Water workgroup recommends new salinity guidelines for regulatory agencies
Leaching requirement guidelines published in the 1980s to help growers manage salt buildup in crop fields now need retooling, say workgroup members appointed by the UC Center for Water Resources. Workgroup chair John Letey, former director of the center, says the group found that current guidelines overestimate the leaching requirement and the negative effects of salinity.
Rather than issuing new recommendations for growers, however, the workgroup has proposed new guidelines for agencies that regulate the water quality of irrigation sources (table 1). They have shared them with California Agriculture, but plan no other formal report.
Salinity is a sensitive issue for agriculture. If salts in irrigation water (such as chloride, sulfate, bicarbonate, sodium, calcium and magnesium) build up in the root zone, plant growth and yields can be affected. In the worst cases, soils become too saline for agricultural use. Leaching is application of extra water to carry salts below the root zone. The leaching requirement (LR) guidelines specify how much extra water (the leaching fraction, LF) should be applied to maintain maximum crop yields.
Excess salinity in irrigation water or soil can cause necrosis in citrus leaves.
Significance of LR guidelines
Today, the LR guidelines are more significant than when they were published: If less water needs to be applied for leaching, as the workgroup suggests, groundwater might be more easily protected from pesticides and nitrates carried in drainage water. And if water with elevated salinity levels can be used for irrigation, more water might be available to growers and for competing urban and environmental uses.
Although now perhaps outdated, the LR guidelines were originally a formidable research undertaking.
“They have been published in textbooks and taught in class and are generally accepted as being valid and useful,” Letey says. “I am not critical of them because they were the best that could be done at the time, and they have been useful. However, we can do better presently.”
The original guidelines were calculated from steady-state analysis. In an Agricultural Water Management article (February 2011), the workgroup explained the problem: “Mathematically, a steady-state flow analysis does not include a time variable … Steady-state specifies that applied irrigation water is continuously flowing downwards at a constant rate, irrespective of irrigation frequency … that evapotranspiration is constant over the growing season. Consequently, steady-state solutions assume that the salt concentration of the soil solution at any point in the soil profile is constant at all times. None of these is real.”

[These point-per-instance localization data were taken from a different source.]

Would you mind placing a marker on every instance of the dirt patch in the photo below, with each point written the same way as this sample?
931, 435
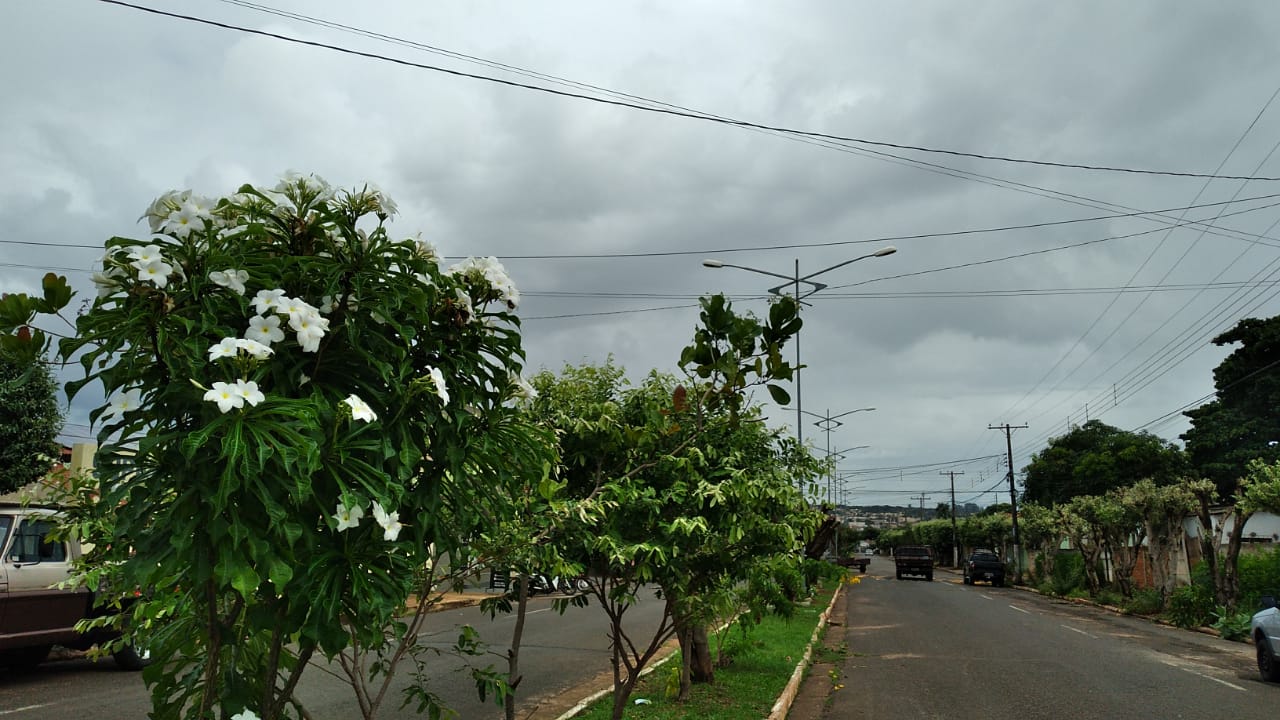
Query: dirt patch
823, 678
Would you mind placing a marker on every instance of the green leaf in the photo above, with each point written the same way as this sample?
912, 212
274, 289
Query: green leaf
280, 574
58, 294
780, 395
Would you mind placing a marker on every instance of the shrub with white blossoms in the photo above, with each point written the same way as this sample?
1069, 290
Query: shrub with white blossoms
275, 367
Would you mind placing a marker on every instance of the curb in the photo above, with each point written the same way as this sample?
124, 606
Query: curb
789, 693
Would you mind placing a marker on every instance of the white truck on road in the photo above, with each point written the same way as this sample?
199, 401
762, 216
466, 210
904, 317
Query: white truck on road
35, 614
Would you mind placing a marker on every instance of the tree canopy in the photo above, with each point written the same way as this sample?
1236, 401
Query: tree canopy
1240, 423
30, 419
1096, 458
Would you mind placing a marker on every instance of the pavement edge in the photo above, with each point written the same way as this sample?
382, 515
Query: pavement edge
789, 693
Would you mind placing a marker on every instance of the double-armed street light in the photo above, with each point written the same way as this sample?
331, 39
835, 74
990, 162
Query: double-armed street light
828, 423
812, 287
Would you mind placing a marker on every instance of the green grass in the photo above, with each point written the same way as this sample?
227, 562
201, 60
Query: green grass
762, 664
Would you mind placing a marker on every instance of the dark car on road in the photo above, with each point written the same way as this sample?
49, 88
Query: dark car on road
984, 565
914, 560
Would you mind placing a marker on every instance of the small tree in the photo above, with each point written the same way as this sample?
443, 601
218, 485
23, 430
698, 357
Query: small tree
1258, 490
30, 419
1162, 510
279, 368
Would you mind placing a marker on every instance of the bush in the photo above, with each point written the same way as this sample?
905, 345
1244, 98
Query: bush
1109, 597
816, 570
1191, 606
1144, 602
1233, 625
1260, 575
1068, 573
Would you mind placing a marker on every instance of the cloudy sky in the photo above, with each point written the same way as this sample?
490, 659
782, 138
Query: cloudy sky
603, 214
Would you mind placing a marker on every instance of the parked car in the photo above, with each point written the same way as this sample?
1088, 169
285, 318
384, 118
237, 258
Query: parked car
1265, 628
914, 560
33, 614
984, 565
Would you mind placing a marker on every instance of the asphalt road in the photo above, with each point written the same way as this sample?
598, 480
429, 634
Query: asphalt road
557, 654
947, 650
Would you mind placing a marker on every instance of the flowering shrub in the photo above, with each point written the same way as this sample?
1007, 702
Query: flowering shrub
277, 365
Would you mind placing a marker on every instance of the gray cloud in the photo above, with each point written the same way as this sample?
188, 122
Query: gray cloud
113, 106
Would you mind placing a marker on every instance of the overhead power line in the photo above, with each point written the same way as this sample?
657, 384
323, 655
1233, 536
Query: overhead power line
881, 155
673, 112
1029, 253
886, 238
804, 245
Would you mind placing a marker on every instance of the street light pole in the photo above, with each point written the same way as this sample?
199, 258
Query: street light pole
828, 423
794, 282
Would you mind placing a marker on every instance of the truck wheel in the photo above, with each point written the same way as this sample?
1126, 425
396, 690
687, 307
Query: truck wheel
132, 657
24, 657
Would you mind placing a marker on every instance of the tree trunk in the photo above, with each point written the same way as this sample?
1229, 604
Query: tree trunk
703, 665
508, 703
1230, 564
1208, 541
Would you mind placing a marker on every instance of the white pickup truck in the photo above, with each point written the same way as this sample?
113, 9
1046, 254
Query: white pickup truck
35, 615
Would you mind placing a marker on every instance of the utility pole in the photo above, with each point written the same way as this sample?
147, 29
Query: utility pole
1013, 495
955, 534
922, 497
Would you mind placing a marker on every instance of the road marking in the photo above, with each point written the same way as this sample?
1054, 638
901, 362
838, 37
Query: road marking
1233, 686
528, 613
1079, 630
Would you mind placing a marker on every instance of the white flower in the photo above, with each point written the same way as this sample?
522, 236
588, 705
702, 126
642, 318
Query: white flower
465, 302
310, 329
309, 183
268, 300
265, 329
438, 381
492, 272
123, 402
247, 390
225, 347
225, 396
255, 349
160, 208
389, 522
360, 410
144, 255
231, 278
155, 272
348, 518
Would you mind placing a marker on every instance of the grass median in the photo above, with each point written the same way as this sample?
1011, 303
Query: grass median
760, 664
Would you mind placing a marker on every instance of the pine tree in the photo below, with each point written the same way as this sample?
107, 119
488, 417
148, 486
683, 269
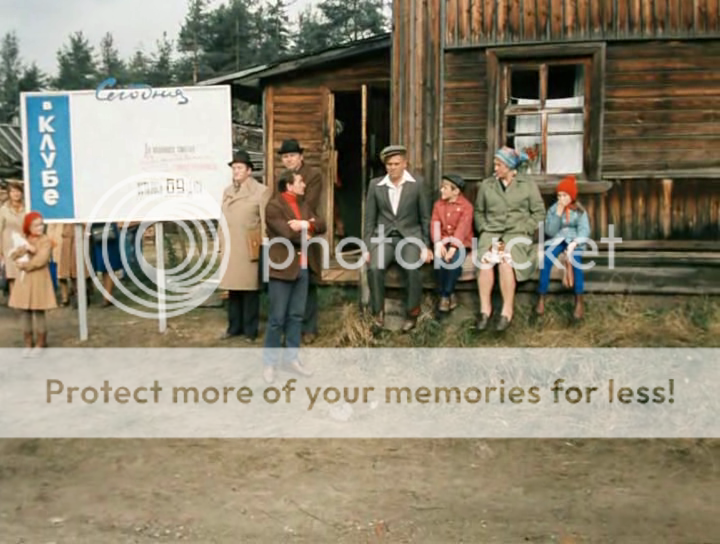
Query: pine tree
76, 65
111, 65
161, 68
10, 74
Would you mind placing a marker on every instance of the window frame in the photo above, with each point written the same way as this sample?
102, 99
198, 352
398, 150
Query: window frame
498, 69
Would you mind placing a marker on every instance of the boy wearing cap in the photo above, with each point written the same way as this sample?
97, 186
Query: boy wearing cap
398, 206
568, 224
291, 155
451, 232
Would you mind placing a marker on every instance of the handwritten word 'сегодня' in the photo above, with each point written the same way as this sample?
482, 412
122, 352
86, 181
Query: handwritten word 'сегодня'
106, 92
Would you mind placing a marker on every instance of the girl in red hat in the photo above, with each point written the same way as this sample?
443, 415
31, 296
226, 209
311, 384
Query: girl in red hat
33, 293
568, 225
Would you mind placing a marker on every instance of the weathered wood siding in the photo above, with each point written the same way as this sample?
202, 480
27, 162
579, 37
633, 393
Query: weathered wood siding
298, 106
465, 107
483, 22
416, 82
656, 209
662, 107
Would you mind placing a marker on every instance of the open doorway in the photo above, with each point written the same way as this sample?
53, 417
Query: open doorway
361, 131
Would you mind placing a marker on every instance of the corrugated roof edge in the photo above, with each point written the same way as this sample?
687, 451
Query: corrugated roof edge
250, 77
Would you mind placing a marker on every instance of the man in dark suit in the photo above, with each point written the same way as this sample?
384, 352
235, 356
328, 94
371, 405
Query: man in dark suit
290, 219
398, 209
291, 154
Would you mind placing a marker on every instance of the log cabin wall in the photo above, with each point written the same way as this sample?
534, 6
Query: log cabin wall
416, 97
662, 107
660, 136
297, 105
485, 22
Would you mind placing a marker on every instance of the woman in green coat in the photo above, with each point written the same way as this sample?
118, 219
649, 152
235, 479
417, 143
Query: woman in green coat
508, 210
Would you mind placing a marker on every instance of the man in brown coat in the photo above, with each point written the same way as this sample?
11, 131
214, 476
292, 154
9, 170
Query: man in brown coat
243, 207
293, 160
290, 225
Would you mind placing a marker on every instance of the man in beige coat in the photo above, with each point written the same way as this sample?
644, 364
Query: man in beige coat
243, 207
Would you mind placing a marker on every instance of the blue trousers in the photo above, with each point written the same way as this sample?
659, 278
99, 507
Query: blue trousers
446, 279
547, 268
285, 317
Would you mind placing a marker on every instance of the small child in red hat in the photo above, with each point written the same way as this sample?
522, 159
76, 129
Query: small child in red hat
568, 225
33, 293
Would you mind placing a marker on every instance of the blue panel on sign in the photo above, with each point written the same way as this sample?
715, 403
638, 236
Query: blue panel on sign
50, 172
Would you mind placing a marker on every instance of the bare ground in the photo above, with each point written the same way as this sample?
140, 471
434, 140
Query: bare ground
357, 491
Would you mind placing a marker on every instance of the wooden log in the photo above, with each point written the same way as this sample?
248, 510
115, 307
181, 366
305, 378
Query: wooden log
478, 33
615, 216
666, 208
653, 207
627, 204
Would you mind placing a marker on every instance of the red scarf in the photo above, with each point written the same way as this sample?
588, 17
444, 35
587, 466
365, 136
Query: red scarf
291, 199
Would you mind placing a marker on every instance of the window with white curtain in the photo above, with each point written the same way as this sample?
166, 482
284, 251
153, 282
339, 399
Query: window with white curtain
544, 113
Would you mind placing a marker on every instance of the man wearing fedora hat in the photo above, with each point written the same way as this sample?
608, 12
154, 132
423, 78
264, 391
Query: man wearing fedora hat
243, 207
291, 154
398, 206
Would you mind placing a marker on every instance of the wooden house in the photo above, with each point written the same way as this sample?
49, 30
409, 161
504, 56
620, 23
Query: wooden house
625, 94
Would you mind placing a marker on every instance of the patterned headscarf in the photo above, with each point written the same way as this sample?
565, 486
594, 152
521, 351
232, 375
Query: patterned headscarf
511, 157
27, 221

There are several transient-state models available that can be used to assess salinity management. Using a transient-state model, a user enters real-time data, including the time and amount of each irrigation, the salinity of the irrigation water, the current evapotranspiration rate for the crop, and so on. The model then creates simulations of dynamic interactions in the root zone and continuously updates the conditions, such as soil-water and salinity, that can affect crop yield.
Recommendation to regulators
The workgroup has no plans to issue new LR guidelines for growers; however, it is recommending new guidelines for regulatory agencies, such as the California State Water Resources Control Board, that manage the quality standards for bodies of water that supply irrigation to growers, such as the San Joaquin River. The new guidelines are based on steady-state analysis but with two important modifications: They use a water-uptake-weighted average of salinity in the root zone instead of a linear average, and they take rainfall into account (table 1).
TABLE 1. Salinity of irrigation source waters that can be applied to obtain maximum yields in crops with a threshold salinity sensitivity of 1 dS/m∗
First, a leaching fraction is chosen, based on the extra water that must be applied to avoid yield loss in the most sensitive crop grown by area farmers; then rainfall is calculated for the area. Using these two figures, the maximum salinity level of the irrigation source can be read off the table. The new guidelines mean that regulators may accept higher salinity readings at any particular point in a river, allowing somewhat more saline discharge waters from growers or other users (such as cities) upstream.
If adopted, the workgroup's recommendations will potentially result in more saline water used in agriculture. Any changes in salinity recommendations are likely to be met with concerns about future water supplies, long-term damage to soils and other issues.
New irrigation recommendations, based on more up-to-date models, use real-time data on rainfall, evapotranspiration rates and other factors to ensure that irrigation water does not damage crops such as, above, tomatoes.
Letey is expecting some resistance to the workgroup's recommendations.
“Oh, absolutely, I expect it,” he says. “People will say ‘You have to convince me’, and that's as it should be. But if we can get by with less water, that's a good thing.”
Members of the UC Center for Water Resources leaching fraction workgroup are: Christopher Amrhein, Dennis Corwin, Stephen Grattan, Glenn Hoffman, Jan Hopmans, John Letey, J.D. Oster, Donald Suarez and Laosheng Wu.